My hope is that, by the end of this article, you’ll gain an appreciation for structured and relational databases. This will help you understand why your back end structured storage is critical to a sound architecture.

And we all want to design a beautiful architecture, right? Let’s get started.

Begin

You are more than welcome to follow along if you like. I’ll have the code linked at the end of this article.

To get started, type up this canonical command:

$ rails new sql_in_ror

For this particular example, it’s a run of the mill posting system. It consists of Users, Posts, and Categories. From this, we’ll define relationships and get down and dirty with SQL.

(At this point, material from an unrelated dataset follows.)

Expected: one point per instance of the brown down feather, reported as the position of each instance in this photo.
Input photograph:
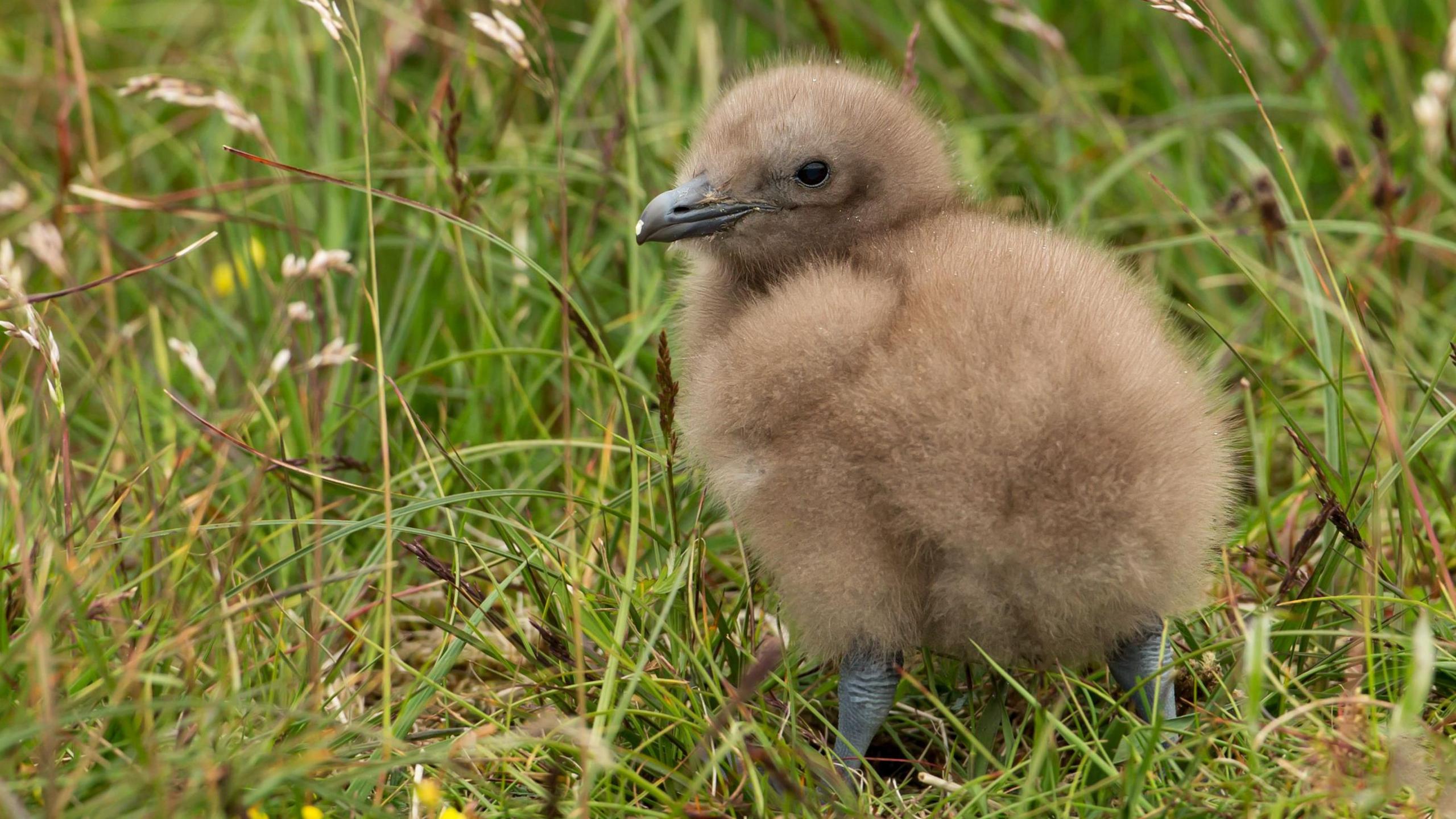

The primary focus here is the Model within the MVC design pattern.

So, type up:

$ rails g model User name:string
$ rails g model Post title:string  user:references:index
$ rails g model Category name:string
$ rails g migration CreateCategoriesPostsJoinTable categories:index posts:index

Now we can finish it with code:

$ rake db:migrate

Let's contitnue it and go to app/models/category.rb

class Category < ActiveRecord::Base
   has_and_belongs_to_many :posts
end

and in app/models/post.rb

class Post < ActiveRecord::Base
  belongs_to :user
  has_and_belongs_to_many :categories
end

Finally in app/models/user.rb

class User < ActiveRecord::Base
  has_many :posts
end

Relationships

With Rails, your entire database is setup. Now, it is time for us to delve deep into what just happened. The framework does a good job of abstracting it away. Alas, for us, it is time to figure out how this all works.

Type up:

$ rails console
> post = Post.first
> post.categories
> category = Category.first
> category.posts
> user = User.first
> user.posts

Query

With ruby on rails provide a lot of the methods to run code performs as SQL:

bind
create_with
distinct
eager_load
extending
from
group
having
includes
joins
limit
lock
none
offset
order
preload
readonly
references
reorder
reverse_order
select
uniq
where

you can find out more about in Ruby On Rails API.

Example:

User.where "name = 'samnang'"

User.include :address, :age

User.includes(:post).where("post.title = ?", "example")

Function

In this case, you maybe wonder about that, why I called it that Function, with Ruby on rails you can create write code to query sql, more and more than that you can marcro your code sql in to one function and call it in the other place of project. It is called definite or Scope Example:

User.where "age < 10"

You can marcro the code above into one fuction to use it.

 // using definite
 def self.smaller_than age
    where "age < ?", age
 end

 // using scope
 scope :smaller_than, ->(age){where("age < ?", age)}

$ User.smaller_than 10
$ User.smaller_than 25

Conclusion

That is a wrap. In this article, it is base of Sql in ruby on rails. However you can find out about that in api of ruby on rails with name of function above. I hope it can help you guy if you are beginer SQL in Ruby On Rails.